SQL is not a procedural language. Using one piece of SQL to do many different things usually results in a less-than-optimal result for each task. If you want SQL to accomplish different things, then write various statements, rather than writing one statement to do different things depending on the parameters you give it.
It is always better to write separate SQL statements for different tasks, but if you must use one SQL statement, then you can make a very complex statement slightly less complex by using the UNION ALL operator.
•Use of EXISTS versus IN for Subqueries.
In certain circumstances, it is better to use IN rather than EXISTS. In general, if the selective predicate is in the subquery, then use IN. If the selective predicate is in the parent query, then use EXISTS.
4)Controlling the Access Path and Join Order with Hints
You can use hints in SQL statements to instruct the optimizer about how the statement should be executed. Hints, such as /*+FULL */ control access paths.
Join order can have a significant effect on performance. The main objective of SQL tuning is to avoid performing unnecessary work to access rows that do not affect the result. This leads to three general rules:
•Avoid a full-table scan if it is more efficient to get the required rows through an index.
•Avoid using an index that fetches 10,000 rows from the driving table if you could instead use another index that fetches 100 rows.
•Choose the join order so as to join fewer rows to tables later in the join order.
•Be careful when joining views, when performing outer joins to views, and when reusing an existing view for a new purpose.
•Joins to complex views are not recommended, particularly joins from one complex view to another. Often this results in the entire view being instantiated, and then the query is run against the view data.

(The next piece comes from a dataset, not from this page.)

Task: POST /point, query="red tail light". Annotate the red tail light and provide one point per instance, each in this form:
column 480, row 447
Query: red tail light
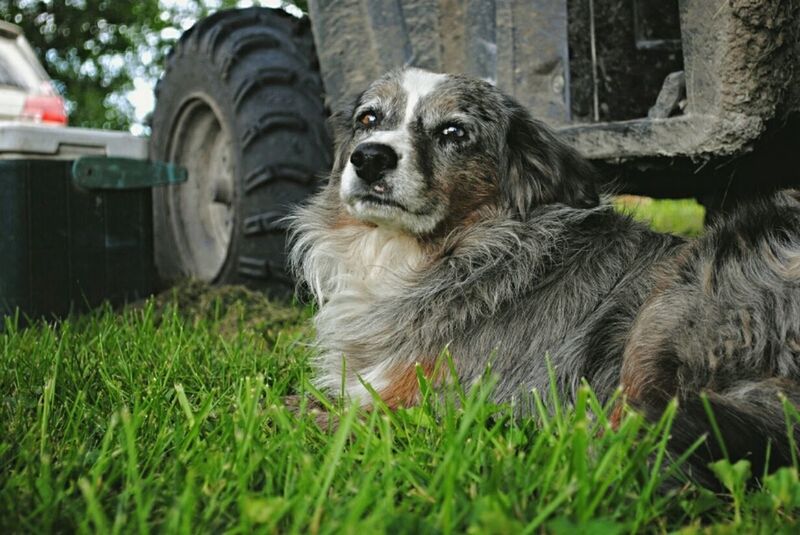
column 45, row 109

•Beware of writing a view for one purpose and then using it for other purposes to which it might be ill-suited. Querying from a view requires all tables from the view to be accessed for the data to be returned. Before reusing a view, determine whether all tables in the view need to be accessed to return the data. If not, then do not use the view. Instead, use the base table(s), or if necessary, define a new view. The goal is to refer to the minimum number of tables and views necessary to return the required data.
•An outer join within a view is problematic because the performance implications of the outer join are not visible.

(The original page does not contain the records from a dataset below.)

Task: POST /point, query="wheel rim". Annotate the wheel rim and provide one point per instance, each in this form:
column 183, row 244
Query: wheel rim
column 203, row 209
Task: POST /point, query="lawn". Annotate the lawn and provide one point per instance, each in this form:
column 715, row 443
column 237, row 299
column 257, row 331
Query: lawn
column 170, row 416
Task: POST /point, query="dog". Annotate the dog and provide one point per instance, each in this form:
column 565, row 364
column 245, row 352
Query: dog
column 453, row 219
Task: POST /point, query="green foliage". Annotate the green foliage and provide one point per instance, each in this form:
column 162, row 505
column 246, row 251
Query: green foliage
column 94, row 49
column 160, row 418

•Consider using materialized views.
5)Restructuring the Indexes
Often, there is a beneficial impact on performance by restructuring indexes. This can involve the following:
Remove nonselective indexes to speed the DML.
Index performance-critical access paths.
Consider reordering columns in existing concatenated indexes.

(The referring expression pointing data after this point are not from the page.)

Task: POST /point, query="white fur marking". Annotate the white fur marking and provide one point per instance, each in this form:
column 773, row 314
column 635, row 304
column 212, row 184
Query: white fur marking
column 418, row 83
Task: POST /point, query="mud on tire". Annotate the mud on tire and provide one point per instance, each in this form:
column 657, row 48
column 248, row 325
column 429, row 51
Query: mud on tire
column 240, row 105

Add columns to the index to improve selectivity.
6)Modifying or Disabling Triggers and Constraints
Using triggers consumes system resources. If you use too many triggers, then you can find that performance is adversely affected and you might need to modify or disable them.
7)Restructuring the Data
After restructuring the indexes and the statement, you can consider restructuring the data.
Introduce derived values. Avoid GROUP BY in response-critical code.
Review your data design. Change the design of your system if it can improve performance.
Consider partitioning, if appropriate.
8)Combine Multiples Scans with CASE Statements
Often, it is necessary to calculate different aggregates on various sets of tables. Usually, this is done with multiple scans on the table, but it is easy to calculate all the aggregates with one single scan. Eliminating n-1 scans can greatly improve performance.
9)Maintaining Execution Plans Over Time
You can maintain the existing execution plan of SQL statements over time either using stored statistics or stored SQL execution plans. Storing optimizer statistics for tables will apply to all SQL statements that refer to those tables. Storing an execution plan (that is, plan stability) maintains the plan for a single SQL statement. If both statistics and a stored plan are available for a SQL statement, then the optimizer uses the stored plan.